When Colorado became the 22nd state to abolish the death penalty on March 23, 2020, it hadn’t conducted an execution in over two decades. The final execution Colorado carried out was on Oct. 13, 1997.

Gary Lee Davis was sentenced to death in 1987 for the kidnapping, sexual assault and murder of 34-year-old Virginia May in Byers, Colorado. His execution was both the first and last use of lethal injection in Colorado. After a decade in prison, the sentence was carried out at the Colorado State Penitentiary in Cañon City, Colorado. 


At Davis’ trial, he confessed to the murder, and his sentence came down exactly a year after the murder of May. Appeals of his death sentence were upheld by the Colorado state courts in 1990 and by the federal courts in 1995. 

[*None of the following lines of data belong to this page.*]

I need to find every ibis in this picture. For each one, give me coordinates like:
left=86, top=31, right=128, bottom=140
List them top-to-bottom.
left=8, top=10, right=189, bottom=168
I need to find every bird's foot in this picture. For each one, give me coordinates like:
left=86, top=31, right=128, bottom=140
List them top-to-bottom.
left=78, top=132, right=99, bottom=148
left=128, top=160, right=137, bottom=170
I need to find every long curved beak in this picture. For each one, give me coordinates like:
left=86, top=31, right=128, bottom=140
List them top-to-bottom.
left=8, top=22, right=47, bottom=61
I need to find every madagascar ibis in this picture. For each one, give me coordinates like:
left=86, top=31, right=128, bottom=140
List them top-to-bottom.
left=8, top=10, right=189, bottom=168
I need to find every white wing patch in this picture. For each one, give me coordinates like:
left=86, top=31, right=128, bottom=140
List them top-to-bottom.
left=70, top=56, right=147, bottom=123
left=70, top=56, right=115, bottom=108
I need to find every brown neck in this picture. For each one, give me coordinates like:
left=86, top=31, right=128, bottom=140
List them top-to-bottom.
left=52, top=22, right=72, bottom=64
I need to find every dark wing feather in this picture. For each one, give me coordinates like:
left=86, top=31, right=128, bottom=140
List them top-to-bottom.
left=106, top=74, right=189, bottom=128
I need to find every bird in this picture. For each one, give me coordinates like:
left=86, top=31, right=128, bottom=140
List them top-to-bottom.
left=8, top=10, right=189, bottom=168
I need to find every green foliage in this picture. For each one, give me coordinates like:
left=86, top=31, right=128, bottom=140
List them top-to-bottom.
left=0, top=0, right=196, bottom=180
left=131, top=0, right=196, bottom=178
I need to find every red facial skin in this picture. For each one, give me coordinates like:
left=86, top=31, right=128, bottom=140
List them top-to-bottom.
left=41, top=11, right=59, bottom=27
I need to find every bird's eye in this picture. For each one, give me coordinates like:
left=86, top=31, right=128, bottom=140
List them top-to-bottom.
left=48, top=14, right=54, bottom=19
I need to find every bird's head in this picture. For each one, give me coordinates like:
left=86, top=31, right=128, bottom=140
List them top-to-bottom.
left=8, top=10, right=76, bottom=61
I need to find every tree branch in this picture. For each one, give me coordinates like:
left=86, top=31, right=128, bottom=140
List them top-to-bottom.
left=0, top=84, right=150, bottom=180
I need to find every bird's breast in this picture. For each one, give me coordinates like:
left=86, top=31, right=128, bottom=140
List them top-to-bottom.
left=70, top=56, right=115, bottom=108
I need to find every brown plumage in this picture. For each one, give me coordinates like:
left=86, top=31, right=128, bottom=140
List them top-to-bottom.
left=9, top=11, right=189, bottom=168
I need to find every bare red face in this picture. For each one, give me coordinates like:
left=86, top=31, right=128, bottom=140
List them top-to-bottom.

According to an Associated Press article published after Davis’ execution, “his attorneys and family members portrayed the death row Davis as a changed man, no longer the person who followed years of heavy drinking and increasingly serious crimes with the slaying of the 33-year-old Virginia ‘Ginny’ May.” 

Despite these accounts, and his own personal belief that Davis was a changed man, former Gov. Roy Romer said the change wasn’t enough to commute the death sentence, according to the article. 

On the day of his execution, according to the article, “Davis met with family members, including one of his three former wives and four of his children.” His final meal consisted of chocolate and vanilla ice cream. 

Davis’ execution was also the only one carried out between the reinstatement of the death penalty in 1974 and the state ban in 2020. In 1972, the U.S. Supreme Court case Furman v. Georgia effectively banned capital punishment nationwide. The high court reversed this decision four years later in Gregg v. Georgia.

Capital punishment in Colorado was reinstated for certain class 1 felonies following a ballot measure in 1974 that passed with 61% in favor of reinstatement. 

When capital punishment was banned in 2020, three people were awaiting execution. Their sentences were commuted to life in prison by Gov. Jared Polis on the same day he signed the ban into law.